Released: 2012, Bakerteam Records
Italian Power Metal continues to reign supreme with dozens and dozens of quality releases coming out every year. New 2012 albums by established veterans like Elvenking, Rhapsody, Skylark, Thy Majestie, Vision Divine and White Skull are making waves. However, we at Metal-Rules.com are dedicated to bringing our loyal readers information on the latest bands so, accordingly are going to do a quick review round-up of five albums by the following newer Italian bands: Another Destiny Project, Holy Knights, Mirrormaze, Sound Storm, Wind Rose. Please feel free to check out all the bands in this feature.
Another young, hungry and ambitious band comes to us from the Borgomanero in Northern Italy. Mirrormaze has been around for a few years and have just issued theier full-length debut WALKABOUT. This quartet is anchored by Fabio D’Amore, better known as the bassist of Pathosray, Serenity and of course Fairyland. This time he turns his hand to singing and he has a classic Metal singing tone and style. He also has some help from Ray Alder as well which is a pretty nice guest to have on your debut album.
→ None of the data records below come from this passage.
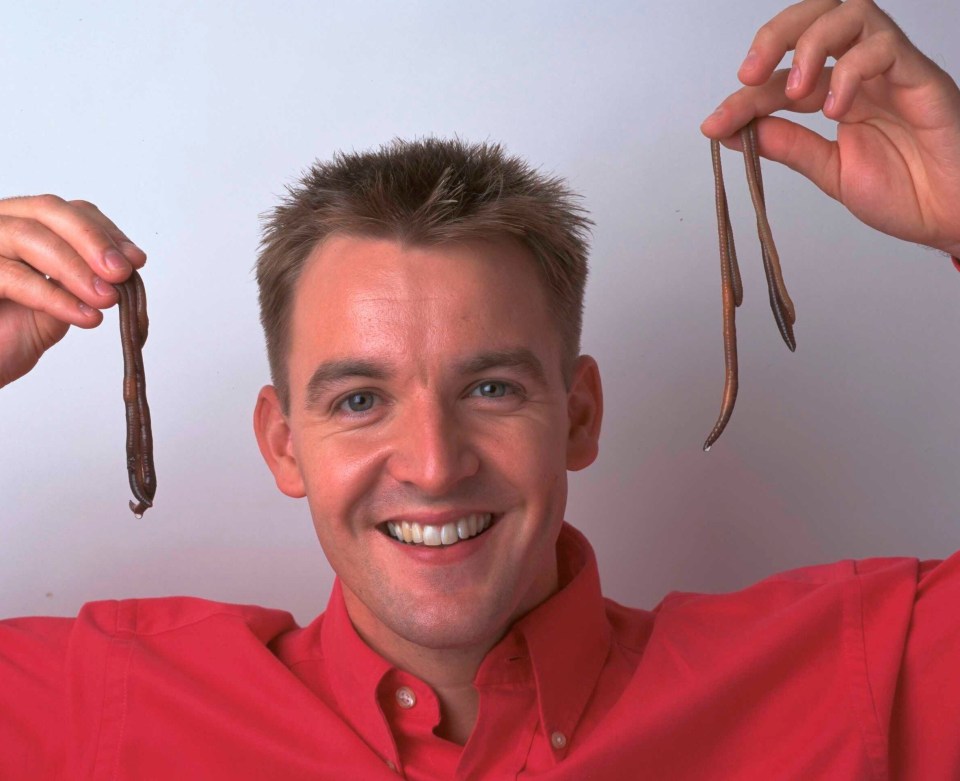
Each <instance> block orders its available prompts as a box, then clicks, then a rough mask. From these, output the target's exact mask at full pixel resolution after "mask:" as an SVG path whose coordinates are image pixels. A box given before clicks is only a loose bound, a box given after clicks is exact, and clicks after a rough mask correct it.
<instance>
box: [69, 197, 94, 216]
mask: <svg viewBox="0 0 960 781" xmlns="http://www.w3.org/2000/svg"><path fill="white" fill-rule="evenodd" d="M67 203H69V204H70V205H71V206H73V207H74V208H75V209H79V210H80V211H83V212H92V213H95V214H100V209H99V208H98V207H97V205H96V204H94V203H91V202H90V201H85V200H83V199H82V198H75V199H74V200H72V201H67Z"/></svg>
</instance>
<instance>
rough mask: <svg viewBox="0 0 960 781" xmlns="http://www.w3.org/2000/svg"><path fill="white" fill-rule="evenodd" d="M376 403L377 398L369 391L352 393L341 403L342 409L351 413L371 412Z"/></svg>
mask: <svg viewBox="0 0 960 781" xmlns="http://www.w3.org/2000/svg"><path fill="white" fill-rule="evenodd" d="M375 401H376V396H374V394H372V393H370V392H369V391H359V392H357V393H351V394H350V395H349V396H347V397H346V398H345V399H344V400H343V401H342V402H340V408H341V409H346V410H349V411H350V412H369V411H370V410H371V409H373V405H374V402H375Z"/></svg>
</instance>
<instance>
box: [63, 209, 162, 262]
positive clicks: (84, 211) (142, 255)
mask: <svg viewBox="0 0 960 781" xmlns="http://www.w3.org/2000/svg"><path fill="white" fill-rule="evenodd" d="M68 203H69V204H70V205H71V206H74V207H75V208H77V209H80V210H81V211H83V212H85V213H86V214H88V215H89V216H90V218H91V219H92V220H94V221H95V222H98V223H99V224H100V225H101V226H102V227H103V229H104V230H105V231H106V232H107V235H109V236H110V237H111V238H112V239H113V240H114V241H115V242H116V243H117V247H118V248H119V249H120V251H121V252H122V253H123V254H124V257H126V259H127V260H129V261H130V263H131V265H133V267H134V268H142V267H143V264H144V263H146V262H147V253H146V252H144V251H143V250H142V249H140V247H138V246H137V245H136V244H135V243H134V242H133V241H131V239H130V237H129V236H127V234H126V233H124V232H123V231H122V230H120V228H118V227H117V225H116V223H114V222H113V220H111V219H110V218H109V217H107V215H106V214H104V213H103V212H102V211H100V209H99V207H98V206H96V204H93V203H90V201H83V200H74V201H68Z"/></svg>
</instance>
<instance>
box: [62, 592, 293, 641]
mask: <svg viewBox="0 0 960 781" xmlns="http://www.w3.org/2000/svg"><path fill="white" fill-rule="evenodd" d="M76 620H77V625H78V626H77V627H75V631H76V630H82V631H86V632H91V633H95V634H102V635H104V636H115V637H128V638H129V637H144V638H146V637H151V636H157V635H163V634H166V633H170V632H178V631H181V630H184V631H188V630H191V629H192V630H194V631H200V628H201V627H203V626H207V625H209V626H216V627H217V630H218V631H224V630H228V629H229V628H232V629H233V631H242V632H245V633H249V634H252V635H253V636H255V637H257V638H258V639H259V640H260V642H264V643H267V642H270V641H271V640H272V639H273V638H274V637H275V636H276V635H278V634H280V633H282V632H284V631H288V630H290V629H295V628H296V626H297V625H296V623H295V622H294V620H293V617H292V616H291V615H290V614H289V613H288V612H286V611H284V610H275V609H272V608H266V607H260V606H258V605H241V604H232V603H228V602H215V601H212V600H207V599H199V598H197V597H159V598H151V599H124V600H104V601H100V602H88V603H87V604H86V605H84V606H83V608H82V609H81V610H80V613H79V614H78V616H77V619H76Z"/></svg>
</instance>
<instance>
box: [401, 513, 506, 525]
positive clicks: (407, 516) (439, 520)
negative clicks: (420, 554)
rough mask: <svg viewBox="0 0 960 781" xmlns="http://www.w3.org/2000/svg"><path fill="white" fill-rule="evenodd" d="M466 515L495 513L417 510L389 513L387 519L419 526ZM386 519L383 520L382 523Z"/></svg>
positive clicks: (451, 520) (454, 521)
mask: <svg viewBox="0 0 960 781" xmlns="http://www.w3.org/2000/svg"><path fill="white" fill-rule="evenodd" d="M468 515H495V513H492V512H491V511H490V510H475V509H465V510H444V511H437V510H418V511H414V512H406V513H397V514H396V515H391V516H390V517H389V518H387V521H393V523H402V522H403V521H407V522H408V523H418V524H420V525H421V526H444V525H445V524H448V523H454V522H455V521H459V520H460V519H461V518H466V517H467V516H468ZM387 521H384V523H386V522H387Z"/></svg>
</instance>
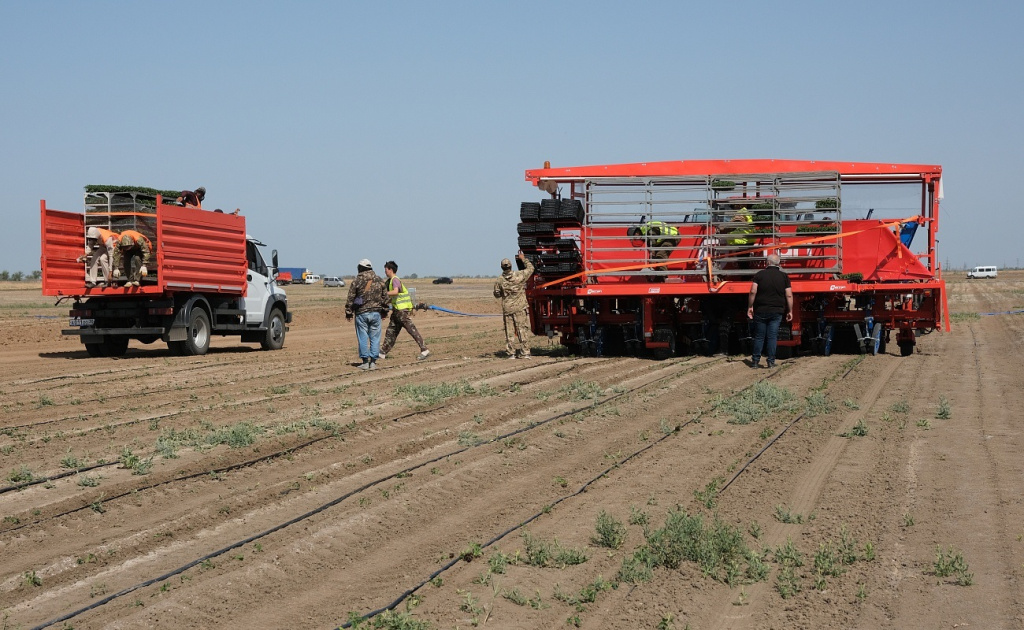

WALKABOUT’S nine songs run about an hour and their progressive tendencies shine through with longer compositions many of the songs run 7,8 or even 9 minutes. In fact, of all the bands in this mini feature Mirrormaze has the greatest prog element. The songs are well-written and arranged with lots of good twists and turns but with nice flow, not just stop-start time-changes. The pace of the album is predominantly mid-paced giving it a slightly mellower vibe. I almost wish there were a couple more fast songs on here. There is some nice use of acoustic guitar spread across the album and I really like the busy stick style of drummer Fabio Nasuelli. As with many prog albums there are keyboards but in reality they are not featured as heavily, nor even as a lead instrument but more as texture and shade for the songs. There are a number of longer introductory pieces that lead in the song such as ‘Missing’ with cello and piano and an emotive vocal performance from D’Amore. The guitar tone doesn’t have a hige amount of crunch nor are there many over-the-top solos but the songs don’t really call for that. The album ends on a strong note with the punchy song, ‘Broken Soul’. This is certainly a head-phone worthy album.
WALKABOUT is a very satisfying chunk of prog-Power that will likely appeal to fans of Dream Theater, Fates Warning and mid-era Queensryche.